I’m so glad Judy and Gary got to come. Gary always knows exactly where he is. Judy pays attention to details and points them out to me. I always learn from them. My brother, Garrett, is a researcher and organizer. I think that Rupiper needs to hire him to make all flight reservations and organize the trip. Carol is the social bee, so when I’m with her, I learn a lot about people. She is so sweet and kind that people find her easy to talk to. I, for the most part, just like to sit back, watch, take photos, and write. I don’t think we had a moment of discord on this trip.
I thank Garrett and Carol for encouraging me to come and helping me at every turn. I will always remember Garrett helping me roll up my special incline pillow every time we went to a new motel or hotel. And he was the one to figure out how we could both get our pillows into our luggage.
My greatest disappointment was not being confident enough in ocean waters to snorkel on the Great Barrier Reef. I snorkeled in Hawaii successfully, but the waters were very calm and a boat was nearby and I didn’t have to wear an ill fitting Lycra body suit. Yuck!
Maybe my most special memory was sitting out under the stars at Uluru. It was at that moment that started to appreciate the dots of Aboriginal design. Magic.

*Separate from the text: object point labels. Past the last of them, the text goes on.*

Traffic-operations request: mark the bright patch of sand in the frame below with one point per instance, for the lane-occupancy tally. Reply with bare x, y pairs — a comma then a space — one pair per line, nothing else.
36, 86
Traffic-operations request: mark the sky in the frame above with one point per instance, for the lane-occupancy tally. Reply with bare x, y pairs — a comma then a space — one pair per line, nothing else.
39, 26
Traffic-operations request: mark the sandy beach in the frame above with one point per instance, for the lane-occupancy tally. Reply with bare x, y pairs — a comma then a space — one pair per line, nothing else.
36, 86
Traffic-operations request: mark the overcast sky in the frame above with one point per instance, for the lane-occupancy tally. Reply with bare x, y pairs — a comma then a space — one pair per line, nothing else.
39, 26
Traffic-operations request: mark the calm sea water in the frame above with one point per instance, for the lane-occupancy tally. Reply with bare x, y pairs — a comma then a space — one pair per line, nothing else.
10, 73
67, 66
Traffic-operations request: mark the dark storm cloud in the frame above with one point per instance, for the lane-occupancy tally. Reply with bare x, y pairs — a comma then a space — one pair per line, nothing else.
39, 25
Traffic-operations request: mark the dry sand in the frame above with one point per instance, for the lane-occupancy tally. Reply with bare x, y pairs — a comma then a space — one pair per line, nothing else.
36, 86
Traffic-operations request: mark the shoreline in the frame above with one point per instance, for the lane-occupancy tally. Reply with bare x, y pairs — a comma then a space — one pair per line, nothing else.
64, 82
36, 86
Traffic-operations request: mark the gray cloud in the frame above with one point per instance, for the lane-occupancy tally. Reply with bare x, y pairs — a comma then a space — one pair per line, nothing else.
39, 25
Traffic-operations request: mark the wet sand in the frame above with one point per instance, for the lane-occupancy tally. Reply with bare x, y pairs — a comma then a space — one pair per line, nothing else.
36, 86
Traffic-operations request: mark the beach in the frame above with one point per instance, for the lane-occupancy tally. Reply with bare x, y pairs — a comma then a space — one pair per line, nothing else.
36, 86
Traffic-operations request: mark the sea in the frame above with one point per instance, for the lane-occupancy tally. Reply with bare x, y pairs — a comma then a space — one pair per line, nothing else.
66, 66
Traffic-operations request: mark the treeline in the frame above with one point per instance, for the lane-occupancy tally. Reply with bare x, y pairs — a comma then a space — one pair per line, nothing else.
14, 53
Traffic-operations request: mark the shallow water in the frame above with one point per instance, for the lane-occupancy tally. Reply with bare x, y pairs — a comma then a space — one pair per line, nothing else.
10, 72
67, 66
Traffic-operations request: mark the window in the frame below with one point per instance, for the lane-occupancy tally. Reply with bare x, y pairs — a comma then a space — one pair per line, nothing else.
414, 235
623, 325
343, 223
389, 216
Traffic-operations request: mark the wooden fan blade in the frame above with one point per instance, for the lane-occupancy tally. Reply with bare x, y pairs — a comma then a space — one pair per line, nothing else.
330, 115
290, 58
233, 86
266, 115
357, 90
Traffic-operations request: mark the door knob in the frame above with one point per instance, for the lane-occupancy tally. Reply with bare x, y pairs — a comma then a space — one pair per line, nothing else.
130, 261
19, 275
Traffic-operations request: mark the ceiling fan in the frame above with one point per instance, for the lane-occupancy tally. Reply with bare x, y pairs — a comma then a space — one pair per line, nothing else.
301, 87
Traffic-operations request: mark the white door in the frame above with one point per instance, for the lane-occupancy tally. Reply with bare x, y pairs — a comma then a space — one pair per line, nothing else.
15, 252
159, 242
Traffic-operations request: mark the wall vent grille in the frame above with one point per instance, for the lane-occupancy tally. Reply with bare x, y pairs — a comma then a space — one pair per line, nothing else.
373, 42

Since my WordPress blog plan would charge me for uploading videos to Mosquito Travels, I decided to make a movie and just include a lot of photos and video that you have not seen. It is long-sorry, but halfway through is the video of the kangaroo falling into the ditch. I also included didgeridoo performances, bungee jumping, sheep shearing, and dogs herding sheep. (In the first dog/sheep video you can see the lamb going away from the flock and how the dogs tried to bring it back.) Here is the link. (Just click on “link.”)
I think that I’m speaking for all of us when I say that Rupiper Tours was excellent and that Brent Rupiper did a fine job of shepherding us Down Under. Rupiper Tours have a farm focus, and, wonderfully, farmers willing to take a bus load of hungry tourists into their homes and feed them lunch.
If you are contemplating a trip to Australia and New Zealand, I can recommend reading, In a Sunburned Country by Bill Bryson. He’s a travel writing humorist, and this book was out loud funny at times.
Thank you dear readers for taking this extraordinary journey with me. I’m not sure where Mosquito Travels will go next, but I’ll let you know. Actually I have to say that I’m a little disappointed not to have gotten more information about mosquitoes in the Southern Hemisphere. I know they are there, but for some reason, they seemed to be hiding under bushel baskets on our trip.
Last, but not least, is a thank-you to Ken, who made sure I took this trip. He knew I would enjoy it, and he unselfishly let me go. When I arrived home on Friday, the house was clean, dinner was in the oven, and the dog was groomed. I married a special guy.
I knew I was home when Mt. Adams, Mt. St. Helens, and finally Mt. Rainier framed the jet window. I was also served tea on Alaska Airlines that tasted like coffee (hot water obtained by pouring it through a coffee maker). Home sweet home.